Antigoni Polychroniadou (Arhus University)
Wednesday, 2.7.2014, 12:30
Secure multiparty computation is an extremely strong and important tool for making distributed computing more secure. General solutions to the problem allow us to carry out any desired computation among a set of players, while making sure that the result is correct and furthermore that this result is the only new information released. This should even hold if some of the players have been corrupted by an adversary. An important issue in this connection is how the adversary chooses which players to target. In the static model, the adversary must choose who to corrupt before the protocol starts.
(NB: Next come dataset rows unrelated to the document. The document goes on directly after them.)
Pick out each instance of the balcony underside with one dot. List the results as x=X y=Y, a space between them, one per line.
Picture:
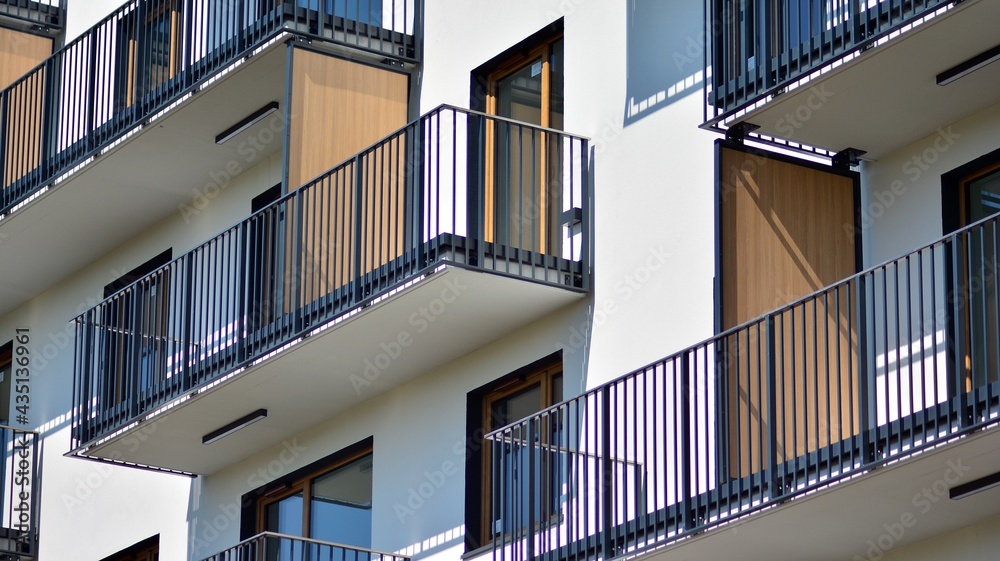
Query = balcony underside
x=447 y=314
x=888 y=97
x=837 y=523
x=134 y=185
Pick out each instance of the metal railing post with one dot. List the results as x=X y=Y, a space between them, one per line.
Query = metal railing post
x=774 y=481
x=607 y=478
x=687 y=498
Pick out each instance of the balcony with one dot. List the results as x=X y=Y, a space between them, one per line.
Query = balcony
x=83 y=135
x=269 y=545
x=832 y=74
x=869 y=405
x=44 y=15
x=19 y=493
x=452 y=232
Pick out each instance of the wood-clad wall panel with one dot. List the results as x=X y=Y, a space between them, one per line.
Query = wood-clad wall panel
x=787 y=231
x=338 y=108
x=19 y=53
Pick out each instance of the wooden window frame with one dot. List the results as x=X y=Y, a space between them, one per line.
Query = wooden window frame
x=511 y=63
x=136 y=82
x=302 y=482
x=546 y=372
x=955 y=208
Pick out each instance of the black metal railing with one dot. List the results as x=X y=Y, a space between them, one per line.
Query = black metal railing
x=147 y=55
x=50 y=14
x=760 y=46
x=19 y=491
x=454 y=186
x=268 y=545
x=882 y=365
A more general and also more realistic model is the adaptive corruption where the adversary may corrupt new players during the protocol.
Of course efficiency of the protocol is also desired, and the measures in this respect are communication and round complexity.
Therefore, achieving constant round protocols with low communication complexity while still getting the best possible security is an interesting research goal.
During the talk I am going to present an adaptively secure universally composable multiparty computation protocol with dishonest majority and a constant number of rounds achieving low communication complexity. More specifically, the evaluation phase of our protocol is carried out locally by each party, therefore there is no interaction. We achieve the result by combining Fully Homomorphic Encryption with an adaptively secure but non-constant round protocol by Damgaard and Nielsen [DN03].
Joint work with Ivan Damgaard and Vanishree Rao.